When War—and Civil War—has come, it is neither politic nor in good taste to recur to the past. Political foes will soon stand side by side in the shock of battle. We accept War as a fact. From wickedness, or from some strange hallucination, the President has summoned the country to arms—to fight among themselves. Whoever is to blame about Fort Sumter, why the affair was not dropped there, or confined to fort Pickens, we are at a loss to conjecture. What object but revenge, can have stimulated the immense military preparations in progress, or a purpose to "re-capture" other forts, we cannot discover. We have desired to weigh fairly both sides of this question. We know there is one sentiment at the North, and one sentiment at the South. The Northern journals rest the coercive measures which are being initiated on the necessity of maintaining the Union, and vindicating the Government. We admit very freely that in any ordinary case of resistance to the constituted authorities, force, even war, ought to be resorted to. In 1832 the Government would in our opinion have been fully justified in putting into execution the Force bill. The object of Government is to perpetuate itself, and to uphold its authority.

In the present case a section of country comprising some eight hundred thousand square miles, and eleven millions of people is about to be arrayed in hostility to the government. A sectional line has been drawn, the people on one side of which under the name of "the Government," are marshalling to compel to their ways of thinking the people on the other side. In 1861, it is proposed to carry conviction to fourteen American States by the sword. The Government so far from establishing and perpetuating its authority, is driving from itself new States, and laying the foundation of permanent separation and undying enmity. It is not a case of insubordination. It is the protest of one half of a confederation against the other half.

After ten years—or a generation—have passed—and every green field has been stained with blood—and many a gallant soldier has bit the dust—and bereavement or impoverishment has entered every home in the South, will the South be prepared to go back to the old ways? Shall the free spontaneous outgoings of the American spirit draw its impulses from the instructive promptings of improved artillery and rifled muskets? Will Virginia and Alabama be chastised into the peaceable election of members to the Federal Congress? Will blows with the edge or the flat-side of cavalry sabres teach them to cast electoral votes for a Northern president?

In case of success, the most that the "United States Government" can hope for, is the permanent military occupation of the Southern States. We through this journal have battled for the cause of the American Union, until we exposed ourselves at the hands of some of the best men in the community to the charge of being wanting in patriotism and sectional pride. We have reprobated the dismemberment of this Union in terms of the bitterest and most unmeasured condemnation.
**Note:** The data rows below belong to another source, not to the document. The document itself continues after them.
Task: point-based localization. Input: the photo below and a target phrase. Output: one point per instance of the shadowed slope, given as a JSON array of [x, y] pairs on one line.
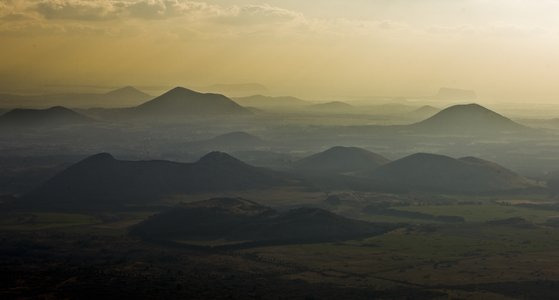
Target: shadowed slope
[[442, 173], [341, 160], [184, 102], [469, 118], [101, 179], [242, 221]]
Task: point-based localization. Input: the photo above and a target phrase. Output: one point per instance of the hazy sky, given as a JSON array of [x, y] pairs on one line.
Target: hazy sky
[[506, 49]]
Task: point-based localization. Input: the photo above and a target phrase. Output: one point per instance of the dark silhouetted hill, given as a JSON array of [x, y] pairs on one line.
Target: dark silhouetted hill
[[245, 222], [54, 116], [445, 174], [103, 180], [341, 160], [468, 119], [184, 102]]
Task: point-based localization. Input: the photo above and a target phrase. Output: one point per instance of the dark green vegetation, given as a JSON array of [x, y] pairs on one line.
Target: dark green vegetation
[[445, 174], [287, 213], [240, 222], [103, 181]]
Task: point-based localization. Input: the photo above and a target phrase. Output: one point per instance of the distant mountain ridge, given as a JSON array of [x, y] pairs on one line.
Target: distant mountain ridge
[[468, 118], [122, 97], [180, 101], [54, 116], [441, 173], [340, 160]]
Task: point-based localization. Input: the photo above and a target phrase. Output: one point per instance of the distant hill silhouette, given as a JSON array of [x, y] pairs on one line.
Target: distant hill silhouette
[[103, 180], [54, 116], [123, 97], [468, 118], [335, 106], [456, 94], [184, 102], [241, 221], [237, 139], [341, 160], [268, 101], [445, 174]]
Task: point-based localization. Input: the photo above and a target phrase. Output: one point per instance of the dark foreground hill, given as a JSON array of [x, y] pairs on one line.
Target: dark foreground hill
[[54, 116], [445, 174], [341, 160], [102, 180], [467, 119], [184, 102], [240, 221]]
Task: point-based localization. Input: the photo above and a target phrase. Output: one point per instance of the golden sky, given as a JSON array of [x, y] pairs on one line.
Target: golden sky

Upon an humble theatre, and with humble abilities, we have contended for the Union as a man contends for his life. We have encountered pecuniary injury, and the estrangement of valued friends, in the path of what we believed to be a duty to the welfare of the State, the interests of the American nation, and the cause of human liberty. And now while President Lincoln holds in suspense the uplifted gauge of battle, we warn him in the name of the former Union party in Virginia, that there are no divisions here now that the curtain has begun to rise. If he sends war upon the people of the South, he will meet a united and continued resistance until he will retreat as Pyrrhus did from Italy, or the legions of France retired from Moscow. Peradventure he will retrace his steps as the Persians fled from Marathon, or the English from Bannockburn. The history of Scotland may afford him an instructive lesson. After centuries of war—after the fields of Falkirk and Flodden—Scotland was still unconquered. After four hundred years that Union was effected peaceably which could never be established by force.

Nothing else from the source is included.